2.1.2 Significance and Policy Impact

If access to “Good Schools” is concentrated within the 1km boundary, educational opportunity becomes tied to housing wealth, disadvantaging lower-income families. For MND and MOE, measuring this effect is important for assessing whether distance-based admission rules unintentionally reinforce socioeconomic inequality.

2.1.3 Causal Identification Strategy

Simple price comparisons are inadequate because popular schools are often located in mature estates with stronger amenities. To isolate the school effect, we use four complementary methods: Hedonic Regression, Regression Discontinuity Design (RDD), Spatial Error Model, and Town-level Heterogeneity Analysis.


2.2. Success Criteria

This project will be considered successful if it delivers the following:

2.2.1 Credible causal estimates of the school proximity premium.

The hedonic OLS and RDD models should produce stable and broadly consistent estimates across robustness checks. Where they differ, the analysis should explain the source of divergence.

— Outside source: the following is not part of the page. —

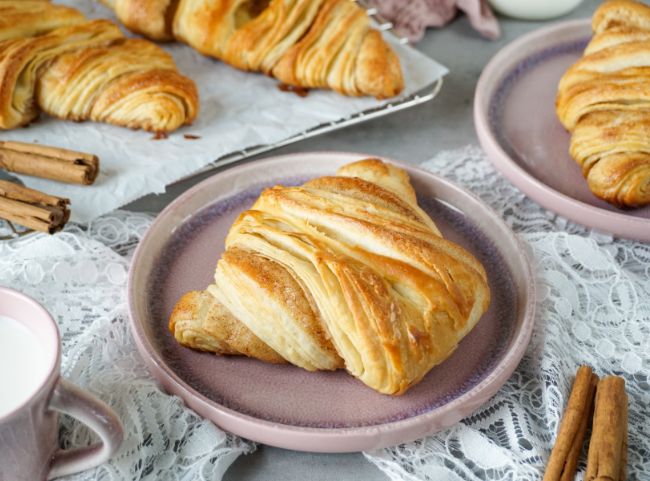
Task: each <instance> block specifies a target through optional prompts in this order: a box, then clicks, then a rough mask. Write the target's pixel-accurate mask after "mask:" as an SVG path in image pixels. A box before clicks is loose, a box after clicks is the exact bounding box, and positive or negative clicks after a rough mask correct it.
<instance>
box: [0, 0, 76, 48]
mask: <svg viewBox="0 0 650 481" xmlns="http://www.w3.org/2000/svg"><path fill="white" fill-rule="evenodd" d="M83 21H84V16H83V15H82V14H81V12H79V11H78V10H75V9H74V8H70V7H66V6H63V5H54V4H52V3H50V2H49V1H47V0H21V1H15V0H14V1H8V0H0V41H2V40H8V39H11V38H21V37H32V36H34V35H41V34H43V33H47V32H49V31H51V30H54V29H56V28H59V27H65V26H68V25H73V24H75V23H81V22H83Z"/></svg>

2.2.2 Elimination of look-ahead bias.

By incorporating temporal join logic for MRT stations and shopping malls, the model should identify the extent of data leakage in prior research. Success is achieved if school-exposure estimates are more accurate when infrastructure is matched by actual opening dates.

2.2.3 Actionable affordability insights for MND.

The project should quantify the extent to which educational demand contributes to localized HDB price surges, providing evidence for more targeted housing or cooling policies aimed at preserving spatial equity.

2.2.4 Evaluation of admission policy impact for MOE.

By estimating price jumps at the 1km and 2km boundaries, the study should provide empirical evidence on the market effects of the current tie-breaker system, including whether it creates exclusive housing zones that link educational access to household wealth.


2.3. Assumptions

2.3.1 Geospatial Completeness

We assume the OneMap geocoding API provides accurate coordinates for most HDB addresses, and that non-geocodable records are missing at random. For polygon-based properties, centroid coordinates are treated as sufficient spatial representations.

2.3.2 Popularity as a Proxy for Demand

The school ranking, constructed from Phase 2B/2C balloting outcomes and characteristics such as GEP, SAP, and CCA diversity, is assumed to capture the key dimensions of school desirability influencing parental housing decisions.

2.3.3 Methodological Sufficiency

We assume that Hedonic Pricing, Regression Discontinuity Design, and Spatial Regression jointly provide a robust framework for isolating the school effect in the HDB resale market.

2.3.4 Boundary Invariance

We assume no major general equilibrium effects within the narrow RDD bandwidth; specifically, that the 1km admission boundary does not materially alter housing supply or land-use decisions in ways that confound the estimated price discontinuity.